Nicolai gibt auch nur die Kosten weiter, die der Eloxierbetrieb in Rechnung stellt. Als Frechheit würde ich das also auch nicht bezeichnen. Und auf der anderen Seite hat der Preis auch sein positives, so bleibt es was besonderes


----------



## der-gute (16. Februar 2010)

seid doch froh

bei Liteville kostet ein pulverbeschichtetes 301 249 Euro Aufpreis

wobei das auch ungefähr das Geld is, das Götz in Fellbach fürs Beschichten des 301 verlangt


----------



## Tyler1977 (16. Februar 2010)

Ich finde beide Farben absolut genial!
Das Orange ist halt der absolute Eyecatcher (hoffe das sieht man sich nicht so schnell satt) und das Titan unterstreicht halt einmal mehr den geballten Schweissporno der Nicolai Nähte...


----------



## chris_01 (16. Februar 2010)

Hammer das Orange!
Ich war ja so scharf aufs rot elox....Hauptsache der Postman kommt bald mal....tappp tappp tappp...

Gruß
CHRiS


----------



## MTB-News.de




----------



## morphe72 (16. Februar 2010)

Meine F%&*$% ist das AM so geil! Das grau elox ist er Hammer
Wenn man nur sicher sein koennte, dass die Verfaerbung an den Schweissnaehten immer so gering ausfiele...


----------



## Bergamonster (16. Februar 2010)

Ist doch gut mit der Verfärbung, ich finde es gibt nix geileres als eine helle Eloxierung wie z.b. das orange mit dunklen Schattierungen an den Schweißnähten


----------



## chris12 (16. Februar 2010)

ich finde das orange auch den echten hammer und habs schon anfang 2007 gewusst 

schaut aber mal in den beitrag:
http://www.mtb-news.de/forum/showthread.php?p=3428920&highlight=orange#post3428920


damals bekam ich keine antwort auf meine frage, und nun sind sie da...
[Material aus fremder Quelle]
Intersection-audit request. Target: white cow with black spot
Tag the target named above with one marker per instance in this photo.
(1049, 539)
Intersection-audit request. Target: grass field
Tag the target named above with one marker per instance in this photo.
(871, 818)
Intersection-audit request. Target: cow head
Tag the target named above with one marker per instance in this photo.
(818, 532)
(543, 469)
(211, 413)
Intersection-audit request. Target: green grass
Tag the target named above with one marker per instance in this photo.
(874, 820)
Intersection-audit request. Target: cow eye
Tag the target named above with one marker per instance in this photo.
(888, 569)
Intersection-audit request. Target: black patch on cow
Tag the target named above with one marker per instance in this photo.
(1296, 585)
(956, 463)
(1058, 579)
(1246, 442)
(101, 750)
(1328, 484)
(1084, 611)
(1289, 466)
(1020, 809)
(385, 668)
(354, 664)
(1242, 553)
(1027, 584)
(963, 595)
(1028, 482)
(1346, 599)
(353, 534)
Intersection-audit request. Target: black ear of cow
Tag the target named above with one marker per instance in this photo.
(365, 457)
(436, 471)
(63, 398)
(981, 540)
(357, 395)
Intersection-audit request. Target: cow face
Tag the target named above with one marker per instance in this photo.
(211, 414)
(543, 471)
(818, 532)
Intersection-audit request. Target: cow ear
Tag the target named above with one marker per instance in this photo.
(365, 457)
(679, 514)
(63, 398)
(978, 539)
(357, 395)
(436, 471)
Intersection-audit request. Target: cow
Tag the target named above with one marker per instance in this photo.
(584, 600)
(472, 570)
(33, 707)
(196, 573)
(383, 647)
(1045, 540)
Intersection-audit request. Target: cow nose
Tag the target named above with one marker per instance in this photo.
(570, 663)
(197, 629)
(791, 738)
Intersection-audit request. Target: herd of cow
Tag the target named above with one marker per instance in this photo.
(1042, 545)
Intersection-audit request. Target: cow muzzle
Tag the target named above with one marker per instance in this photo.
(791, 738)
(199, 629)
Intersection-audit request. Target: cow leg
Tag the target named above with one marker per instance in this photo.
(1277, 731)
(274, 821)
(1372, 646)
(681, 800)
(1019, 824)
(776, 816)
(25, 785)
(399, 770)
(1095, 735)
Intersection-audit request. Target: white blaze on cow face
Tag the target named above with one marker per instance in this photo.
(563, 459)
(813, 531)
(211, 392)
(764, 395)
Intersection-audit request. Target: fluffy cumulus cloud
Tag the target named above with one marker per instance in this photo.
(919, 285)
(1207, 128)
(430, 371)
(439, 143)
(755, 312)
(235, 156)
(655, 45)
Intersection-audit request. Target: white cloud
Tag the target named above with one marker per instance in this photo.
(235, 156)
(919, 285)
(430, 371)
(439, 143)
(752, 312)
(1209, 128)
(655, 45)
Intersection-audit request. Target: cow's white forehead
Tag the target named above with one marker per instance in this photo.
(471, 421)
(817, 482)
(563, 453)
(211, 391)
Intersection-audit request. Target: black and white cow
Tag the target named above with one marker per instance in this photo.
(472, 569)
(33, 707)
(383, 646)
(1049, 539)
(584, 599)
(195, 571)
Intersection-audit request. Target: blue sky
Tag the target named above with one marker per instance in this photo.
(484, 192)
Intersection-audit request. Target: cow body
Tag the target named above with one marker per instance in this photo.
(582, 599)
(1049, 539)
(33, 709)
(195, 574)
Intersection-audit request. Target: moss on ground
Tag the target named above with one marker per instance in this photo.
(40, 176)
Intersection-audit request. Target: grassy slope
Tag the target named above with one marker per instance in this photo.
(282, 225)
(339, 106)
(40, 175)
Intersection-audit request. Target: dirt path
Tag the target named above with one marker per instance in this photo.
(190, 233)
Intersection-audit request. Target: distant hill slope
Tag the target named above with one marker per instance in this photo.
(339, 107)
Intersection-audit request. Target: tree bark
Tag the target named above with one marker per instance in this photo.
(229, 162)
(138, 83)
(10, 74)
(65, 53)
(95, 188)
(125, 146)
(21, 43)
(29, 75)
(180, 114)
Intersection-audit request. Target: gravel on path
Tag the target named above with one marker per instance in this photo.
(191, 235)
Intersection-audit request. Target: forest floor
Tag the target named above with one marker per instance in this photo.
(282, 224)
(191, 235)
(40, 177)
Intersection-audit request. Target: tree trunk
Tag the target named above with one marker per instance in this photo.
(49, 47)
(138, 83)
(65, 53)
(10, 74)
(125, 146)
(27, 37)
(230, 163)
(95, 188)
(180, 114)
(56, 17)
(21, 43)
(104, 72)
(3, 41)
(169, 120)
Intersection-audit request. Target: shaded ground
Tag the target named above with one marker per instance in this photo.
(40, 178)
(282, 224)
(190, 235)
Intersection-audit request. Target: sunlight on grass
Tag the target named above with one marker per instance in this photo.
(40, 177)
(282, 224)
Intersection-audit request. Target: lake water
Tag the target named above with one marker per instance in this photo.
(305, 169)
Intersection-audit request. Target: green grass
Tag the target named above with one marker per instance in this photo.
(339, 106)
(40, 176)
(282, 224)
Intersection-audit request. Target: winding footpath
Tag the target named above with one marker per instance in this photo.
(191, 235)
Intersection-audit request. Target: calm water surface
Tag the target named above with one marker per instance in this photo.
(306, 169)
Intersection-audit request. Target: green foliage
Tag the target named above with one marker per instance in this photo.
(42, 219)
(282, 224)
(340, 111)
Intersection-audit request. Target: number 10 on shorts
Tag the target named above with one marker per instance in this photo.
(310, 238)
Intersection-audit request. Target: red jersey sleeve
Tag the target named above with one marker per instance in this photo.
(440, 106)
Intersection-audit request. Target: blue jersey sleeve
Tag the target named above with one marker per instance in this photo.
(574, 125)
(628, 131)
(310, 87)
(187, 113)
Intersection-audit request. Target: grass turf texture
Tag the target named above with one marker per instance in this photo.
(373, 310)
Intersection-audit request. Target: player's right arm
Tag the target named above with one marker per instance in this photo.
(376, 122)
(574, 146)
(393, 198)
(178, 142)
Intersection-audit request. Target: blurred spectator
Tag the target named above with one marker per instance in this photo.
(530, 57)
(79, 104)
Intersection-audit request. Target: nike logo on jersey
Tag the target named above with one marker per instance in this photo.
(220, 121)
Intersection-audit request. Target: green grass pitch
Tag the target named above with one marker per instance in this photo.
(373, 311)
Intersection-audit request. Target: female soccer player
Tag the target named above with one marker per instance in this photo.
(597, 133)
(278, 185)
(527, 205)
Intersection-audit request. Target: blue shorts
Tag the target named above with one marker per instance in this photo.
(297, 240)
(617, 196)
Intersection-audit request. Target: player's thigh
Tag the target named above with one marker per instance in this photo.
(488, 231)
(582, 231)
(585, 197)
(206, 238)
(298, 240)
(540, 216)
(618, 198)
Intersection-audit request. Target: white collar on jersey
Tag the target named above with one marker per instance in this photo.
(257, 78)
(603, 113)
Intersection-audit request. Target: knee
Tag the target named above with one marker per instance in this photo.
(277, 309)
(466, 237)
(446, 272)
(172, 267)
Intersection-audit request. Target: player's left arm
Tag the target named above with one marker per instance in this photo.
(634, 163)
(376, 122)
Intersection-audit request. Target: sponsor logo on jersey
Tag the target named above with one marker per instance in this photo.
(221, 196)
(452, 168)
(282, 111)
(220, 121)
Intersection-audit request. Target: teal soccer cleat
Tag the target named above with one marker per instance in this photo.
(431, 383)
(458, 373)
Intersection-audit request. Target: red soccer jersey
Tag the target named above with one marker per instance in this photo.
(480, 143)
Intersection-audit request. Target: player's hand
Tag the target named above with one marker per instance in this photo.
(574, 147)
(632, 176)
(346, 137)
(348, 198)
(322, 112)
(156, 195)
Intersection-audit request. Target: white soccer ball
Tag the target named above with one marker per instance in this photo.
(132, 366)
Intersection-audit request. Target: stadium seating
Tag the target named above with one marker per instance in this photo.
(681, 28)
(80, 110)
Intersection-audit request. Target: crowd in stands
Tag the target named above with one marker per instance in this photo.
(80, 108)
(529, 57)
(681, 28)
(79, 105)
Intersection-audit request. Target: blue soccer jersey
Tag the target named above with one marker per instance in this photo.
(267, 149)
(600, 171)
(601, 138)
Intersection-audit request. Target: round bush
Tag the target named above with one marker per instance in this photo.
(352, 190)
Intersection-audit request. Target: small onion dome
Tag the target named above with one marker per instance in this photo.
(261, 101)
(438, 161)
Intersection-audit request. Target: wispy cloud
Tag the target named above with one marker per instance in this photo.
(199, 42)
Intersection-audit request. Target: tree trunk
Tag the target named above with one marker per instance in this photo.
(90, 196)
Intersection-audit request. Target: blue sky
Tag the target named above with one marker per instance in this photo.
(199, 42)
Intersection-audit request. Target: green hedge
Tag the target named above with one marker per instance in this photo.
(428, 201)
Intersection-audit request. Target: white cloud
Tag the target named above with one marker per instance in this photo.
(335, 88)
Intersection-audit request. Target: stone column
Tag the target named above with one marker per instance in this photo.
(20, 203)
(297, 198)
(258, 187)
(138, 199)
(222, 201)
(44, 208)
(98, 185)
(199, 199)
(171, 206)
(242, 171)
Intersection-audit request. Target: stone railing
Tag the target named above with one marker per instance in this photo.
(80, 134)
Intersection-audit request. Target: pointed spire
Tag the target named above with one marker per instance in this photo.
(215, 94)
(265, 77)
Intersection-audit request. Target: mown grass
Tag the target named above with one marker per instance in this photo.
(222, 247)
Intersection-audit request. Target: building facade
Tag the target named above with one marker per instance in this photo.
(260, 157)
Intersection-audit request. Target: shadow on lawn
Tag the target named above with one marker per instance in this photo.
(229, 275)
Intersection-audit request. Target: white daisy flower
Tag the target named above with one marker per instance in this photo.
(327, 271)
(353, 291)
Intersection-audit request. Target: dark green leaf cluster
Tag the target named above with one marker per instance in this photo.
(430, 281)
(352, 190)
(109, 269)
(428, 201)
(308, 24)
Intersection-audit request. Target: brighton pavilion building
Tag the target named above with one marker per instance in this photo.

krieg ich jetzt einen keks?


----------



## dreamdeep (16. Februar 2010)

@chris12: 
	

	
	
		
		

		
		
	


	






Ich kann es auf jeden Fall kaum erwarten meinen Orange Elox Rahmen zu bekommen, bin so gespannt wie das in Natura wirkt 


...


----------



## Bergaufbremser (16. Februar 2010)

Das Problem beim Eloxieren ist halt das die Farben sehr schnell um Nuancen abweichen können auch wenn alle Parameter identisch waren. Ganz zu schweigen davon extra ein Bad einalufen zu lassen.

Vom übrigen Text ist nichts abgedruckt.